Keywords: cancer; cholesterol; isoprenoids; mevalonate; oxysterols; statins; sterol regulatory element binding protein.

Figure 1

The mevalonate (MVA) pathway and its connection with the intracellular energy metabolism signaling. Diagram of the different steps of the intracellular MVA anabolic pathway, from the entry of acetyl-coenzyme A (CoA) to the production of isoprenoid metabolites. Acetyl-CoA is transformed into hydroxy-methylglutaryl-CoA (HMG-CoA) which is used by the enzyme hydroxy-methyl-glutaryl-CoA reductase (HMGCR) to synthesize MVA. MVA is further metabolized to farnesyl pyrophosphate (FPP), a precursor of cholesterol and sterols.

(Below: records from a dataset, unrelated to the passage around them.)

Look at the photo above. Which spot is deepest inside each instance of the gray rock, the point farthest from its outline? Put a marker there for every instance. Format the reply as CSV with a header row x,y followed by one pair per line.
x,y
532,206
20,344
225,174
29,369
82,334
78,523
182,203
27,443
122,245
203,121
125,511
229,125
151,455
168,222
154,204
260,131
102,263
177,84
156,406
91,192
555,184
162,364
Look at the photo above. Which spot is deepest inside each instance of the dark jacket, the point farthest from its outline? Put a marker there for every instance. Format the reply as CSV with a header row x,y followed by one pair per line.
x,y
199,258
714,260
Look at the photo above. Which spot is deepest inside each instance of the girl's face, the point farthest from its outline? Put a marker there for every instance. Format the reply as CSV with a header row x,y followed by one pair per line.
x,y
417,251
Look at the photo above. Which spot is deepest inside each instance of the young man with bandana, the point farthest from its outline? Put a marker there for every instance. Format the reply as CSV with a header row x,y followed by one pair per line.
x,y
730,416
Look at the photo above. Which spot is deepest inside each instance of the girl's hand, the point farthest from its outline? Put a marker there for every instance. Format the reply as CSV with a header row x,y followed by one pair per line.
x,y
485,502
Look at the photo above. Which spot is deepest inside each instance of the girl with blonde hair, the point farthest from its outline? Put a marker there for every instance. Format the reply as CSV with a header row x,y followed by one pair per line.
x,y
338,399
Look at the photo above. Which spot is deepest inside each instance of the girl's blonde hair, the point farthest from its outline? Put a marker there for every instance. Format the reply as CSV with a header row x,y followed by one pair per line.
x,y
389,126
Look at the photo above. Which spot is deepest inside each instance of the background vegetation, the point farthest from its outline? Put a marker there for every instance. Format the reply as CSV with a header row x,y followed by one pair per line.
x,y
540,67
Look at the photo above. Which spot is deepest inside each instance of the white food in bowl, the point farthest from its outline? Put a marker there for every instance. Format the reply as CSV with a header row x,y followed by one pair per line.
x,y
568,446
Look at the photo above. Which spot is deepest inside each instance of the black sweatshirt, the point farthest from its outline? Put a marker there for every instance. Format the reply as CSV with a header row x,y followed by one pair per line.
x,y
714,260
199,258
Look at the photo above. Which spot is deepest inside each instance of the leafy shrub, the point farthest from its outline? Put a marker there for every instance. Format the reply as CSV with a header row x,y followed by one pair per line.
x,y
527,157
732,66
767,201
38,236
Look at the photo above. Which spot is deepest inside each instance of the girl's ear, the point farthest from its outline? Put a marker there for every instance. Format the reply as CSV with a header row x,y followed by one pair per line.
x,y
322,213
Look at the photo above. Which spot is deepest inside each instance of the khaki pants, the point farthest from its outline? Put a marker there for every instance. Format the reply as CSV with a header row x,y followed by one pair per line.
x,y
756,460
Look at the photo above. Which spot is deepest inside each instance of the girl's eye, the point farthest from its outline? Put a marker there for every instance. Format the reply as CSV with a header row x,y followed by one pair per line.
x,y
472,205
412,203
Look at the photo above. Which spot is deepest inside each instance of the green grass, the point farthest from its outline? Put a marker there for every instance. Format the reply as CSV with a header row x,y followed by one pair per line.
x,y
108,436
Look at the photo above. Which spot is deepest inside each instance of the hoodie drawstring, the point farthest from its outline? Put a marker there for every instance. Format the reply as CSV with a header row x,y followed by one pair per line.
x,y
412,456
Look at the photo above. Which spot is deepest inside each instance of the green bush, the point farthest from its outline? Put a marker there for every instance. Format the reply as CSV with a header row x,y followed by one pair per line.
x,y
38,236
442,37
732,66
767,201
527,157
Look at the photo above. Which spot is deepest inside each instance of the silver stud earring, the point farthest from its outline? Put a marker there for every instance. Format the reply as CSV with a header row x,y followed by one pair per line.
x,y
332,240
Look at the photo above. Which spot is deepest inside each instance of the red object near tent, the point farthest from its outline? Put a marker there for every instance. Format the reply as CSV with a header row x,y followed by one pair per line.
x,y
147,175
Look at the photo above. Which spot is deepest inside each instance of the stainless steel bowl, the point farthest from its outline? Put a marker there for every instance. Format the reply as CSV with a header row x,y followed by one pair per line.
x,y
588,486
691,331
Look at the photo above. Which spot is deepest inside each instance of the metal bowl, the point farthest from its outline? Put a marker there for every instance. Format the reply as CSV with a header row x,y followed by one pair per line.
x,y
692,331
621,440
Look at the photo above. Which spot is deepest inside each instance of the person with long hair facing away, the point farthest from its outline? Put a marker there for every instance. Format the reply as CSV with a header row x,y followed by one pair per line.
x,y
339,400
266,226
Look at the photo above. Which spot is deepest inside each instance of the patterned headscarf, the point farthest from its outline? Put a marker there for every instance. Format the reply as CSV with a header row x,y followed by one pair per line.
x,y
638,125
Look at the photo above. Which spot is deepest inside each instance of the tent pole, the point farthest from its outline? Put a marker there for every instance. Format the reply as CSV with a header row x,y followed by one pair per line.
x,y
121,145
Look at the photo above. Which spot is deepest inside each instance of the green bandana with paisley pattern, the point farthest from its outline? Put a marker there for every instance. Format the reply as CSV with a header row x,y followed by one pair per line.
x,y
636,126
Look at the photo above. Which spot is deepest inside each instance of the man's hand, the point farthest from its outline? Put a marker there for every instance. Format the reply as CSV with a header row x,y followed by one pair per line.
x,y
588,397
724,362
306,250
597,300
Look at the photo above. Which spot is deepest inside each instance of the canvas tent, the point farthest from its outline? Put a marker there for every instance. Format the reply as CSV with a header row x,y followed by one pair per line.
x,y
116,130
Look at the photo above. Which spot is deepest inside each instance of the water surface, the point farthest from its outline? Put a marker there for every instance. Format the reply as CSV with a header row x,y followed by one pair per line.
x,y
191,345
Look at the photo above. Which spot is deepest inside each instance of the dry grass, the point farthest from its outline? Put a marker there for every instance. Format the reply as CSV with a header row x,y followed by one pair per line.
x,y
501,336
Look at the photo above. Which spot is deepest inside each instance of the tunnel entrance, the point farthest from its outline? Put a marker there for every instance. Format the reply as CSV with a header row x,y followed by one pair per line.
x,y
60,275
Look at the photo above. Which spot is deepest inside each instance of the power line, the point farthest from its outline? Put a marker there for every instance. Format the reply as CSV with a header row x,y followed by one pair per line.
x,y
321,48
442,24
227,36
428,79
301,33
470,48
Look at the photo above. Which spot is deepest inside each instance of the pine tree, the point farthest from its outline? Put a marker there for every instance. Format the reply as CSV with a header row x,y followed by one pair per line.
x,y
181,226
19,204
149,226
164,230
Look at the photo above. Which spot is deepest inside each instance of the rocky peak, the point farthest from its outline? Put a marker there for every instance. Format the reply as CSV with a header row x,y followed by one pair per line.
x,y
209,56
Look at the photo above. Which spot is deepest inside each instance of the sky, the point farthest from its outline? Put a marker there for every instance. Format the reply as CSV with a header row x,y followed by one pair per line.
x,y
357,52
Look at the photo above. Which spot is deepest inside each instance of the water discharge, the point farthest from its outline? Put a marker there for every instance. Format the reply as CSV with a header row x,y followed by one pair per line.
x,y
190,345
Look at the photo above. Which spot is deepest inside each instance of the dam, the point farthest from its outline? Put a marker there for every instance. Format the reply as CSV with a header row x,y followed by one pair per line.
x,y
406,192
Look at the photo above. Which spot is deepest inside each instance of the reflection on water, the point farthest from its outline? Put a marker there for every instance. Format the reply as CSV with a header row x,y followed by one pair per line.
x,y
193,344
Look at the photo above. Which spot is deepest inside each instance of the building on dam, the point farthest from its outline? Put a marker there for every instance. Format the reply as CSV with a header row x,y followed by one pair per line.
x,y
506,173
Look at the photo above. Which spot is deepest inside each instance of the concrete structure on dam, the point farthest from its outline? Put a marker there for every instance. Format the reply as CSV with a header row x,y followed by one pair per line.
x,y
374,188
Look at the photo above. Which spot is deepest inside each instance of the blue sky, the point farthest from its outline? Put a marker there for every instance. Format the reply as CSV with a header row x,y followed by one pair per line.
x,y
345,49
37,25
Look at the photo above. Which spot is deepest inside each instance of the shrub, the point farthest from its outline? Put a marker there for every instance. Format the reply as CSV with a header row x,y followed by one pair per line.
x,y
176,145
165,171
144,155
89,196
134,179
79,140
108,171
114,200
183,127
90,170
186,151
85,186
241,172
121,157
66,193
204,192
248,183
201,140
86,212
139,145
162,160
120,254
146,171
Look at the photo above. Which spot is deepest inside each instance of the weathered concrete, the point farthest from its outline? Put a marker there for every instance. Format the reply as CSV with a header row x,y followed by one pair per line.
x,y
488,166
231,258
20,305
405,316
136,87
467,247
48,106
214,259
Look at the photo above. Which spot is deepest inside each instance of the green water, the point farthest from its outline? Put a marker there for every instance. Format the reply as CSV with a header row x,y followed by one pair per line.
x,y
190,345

FPP is also converted to geranylgeranyl pyrophosphate (GGPP), and these lipids are used for post-translational modification of proteins, including N-glycosylation and protein prenylation.

Figure 2

Main mechanisms involved in mevalonate (MVA) pathway dysregulation and different cancers associated. MVA pathway is upregulated in several cancers including breast, prostate, pancreatic, lung, esophageal, hepatic, and leukemia. Main mechanisms involved in the dysregulation of MVA pathway include: abnormal regulation of the enzyme hydroxy-methyl-glutaryl-CoA reductase (HMGCR) by different transcription factors such as hypoxia-inducible factor 1 (HIF-1); mutations or abnormal activation of sterol regulatory element-binding proteins (SREBPs); mutations on tumor suppressor proteins such as tumor protein (p53); decreased AMP-activated protein kinase (AMPK) activation; increased activation of signaling pathways such as phosphoinositide 3-kinase (PI3K)—protein kinase B (AKT)—mammalian target of rapamycin complex 1 (mTORC1), Janus Kinase (JAK)/Signal Transducer and Activator of Transcription 3 (STAT3) or Hippo signaling pathway (YAP-TAZ).

Figure 3

The mevalonate (MVA) pathway in cancer progression. The MVA pathway is dysregulated in several cancer cells due to mutations or abnormal signaling of different proteins/pathways. Upregulation of MVA pathway drives to increased protein prenylation thus promoting a malignant phenotype of cancer cells with an uncontrolled cell invasive growth and survival. In cancer cells expressing a mutation of tumor protein p53, there is a positive-feedback loop where p53 interacts with sterol regulatory element-binding protein (SREBP), leading to increased activation of the MVA pathway activity, and therefore higher levels of MVA. This MVA leads to the stabilization of p53 mutation as well as promotes protein prenylation, thus accelerating cancer progression.

Figure 4

Antitumoral effects of mevalonate (MVA) pathway inhibition. The inhibition of MVA pathway triggers a series of anticancer events that get to inhibit tumor growth and progression. These include the reduction of MVA synthesis, which in turn decreases the levels of downstream products (isoprenoids) and therefore prevents protein prenylation; the reduction in the translocation of small GTPases such as Rho and Ras to the cell membrane; and the inhibition of cholesterol synthesis. All these inhibitory actions suggest that targeting the MVA pathway could represent a key mechanism to prevent cancer progression.